Larga o meu Pound!!!

Caros colegas (rsrsrsrs),

Tenho me debruçado (preste um pouquinho de atenção, querido Jarbas) sobre um livrinho estranhamente maravilhoso. Trata-se de Cathay, um misto de tradução da poesia chinesa e de criação em língua inglesa. O autor? Ezra Pound, um dos grandes da literatura mundial.

O meu exemplar é da editora “Relógio D’Água”, Lisboa, 1995. A tradução é de Gualter Cunha. O livro estava guardado em minha biblioteca, talvez esperando por um desses momentos mágicos de encontro. E olha que eu nem me lembrava dele e nem onde o adquiri.

Mas, o fato é que o texto é belíssimo e decidi que, após concluir sua leitura, não darei e nem emprestarei a ninguém. A nenhum astronauta, garçon, professor, juiz, médico, doutor, pós-doutor…

Larga, pois! Cathay é meu e ninguém tasca!

Vejam se não merece esses cuidados. Olhem só a beleza desse poema que segue e que, apesar do título “coletivo” é um poema autônomo do livro:

Quatro poemas de despedida

Chuva leve cai sobre a poeira leve
Os salgueiros do pátio da estalagem
Ficarão cada vez mais verdes,
Mas vós, Senhor, fareis bem em beber vinho antes de partir,
Porque não tereis amigos por perto
Quando chegardes aos portões de Go.

(Rihaku ou Omakitsu)

———————–

E o original, em inglês:

Four Poems of Departure

Light rain is on the light dust
The willows of the inn-yard
Will be going greener and greener,
But you, Sir, had better take wine ere your departure,
For you will have no friends about you
When you come to the gates of Go.

(Rihaku or Omakitsu)

Tá vendo? Larga, então, o meu Pound!!!

p.s. Leiam como se o poema estivesse em espaço simples, pois a formatação do blog parece que não permite  isso.

DO EDITOR
Lívio, tentei consertar a formatação dos poemas (espaços). Avise-me se não deu certo que eu deixo como estava antes.
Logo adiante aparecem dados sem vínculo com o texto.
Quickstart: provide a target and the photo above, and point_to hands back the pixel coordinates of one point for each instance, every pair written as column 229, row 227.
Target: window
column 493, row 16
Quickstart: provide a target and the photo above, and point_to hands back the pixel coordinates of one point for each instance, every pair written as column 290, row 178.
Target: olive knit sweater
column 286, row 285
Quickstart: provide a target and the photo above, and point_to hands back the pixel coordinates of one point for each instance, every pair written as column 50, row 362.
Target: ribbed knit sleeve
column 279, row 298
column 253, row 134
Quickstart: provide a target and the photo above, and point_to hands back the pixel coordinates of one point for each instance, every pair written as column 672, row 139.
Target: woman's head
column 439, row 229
Advogado público e escritor/poeta. Membro da Academia Norte-Rio-Grandense de Letras. [ Ver todos os artigos ]

Comentários

Há 2 comentários para esta postagem
  1. Jarbas Martins 10 de dezembro de 2010 10:23

    Caríssimo Livio, além de ser bom poeta e bom leitor, você é um cara tocado pela fortuna.Ter em mãos um livro de Pound, com uma tradução de nível como a de Gualter Cunha…Foi uma revelação: não sabia que existia uma tradução de Cathay, no português de Portugal, nem nunca tinha ouvido falar nesse excelente tradutor.Sua recriação tradutória pareceu-me bem melhor que a dos brasileiros ( infelizmente estou, no momento, sem a obra de Pound, traduzida pelos Campos, Décio Pignatari e Mário Faustino).Quanto à formatação dos poemas, está tudo certo.Abração, Lívio.Não seja egoista.Abra seus preciosos arquivos para nós.Gostaria de um Julian Assange da Poesia.

  2. Lívio Oliveira 10 de dezembro de 2010 9:42

    Beleza, Tácito. Ficou perfeito. Brigadão!!!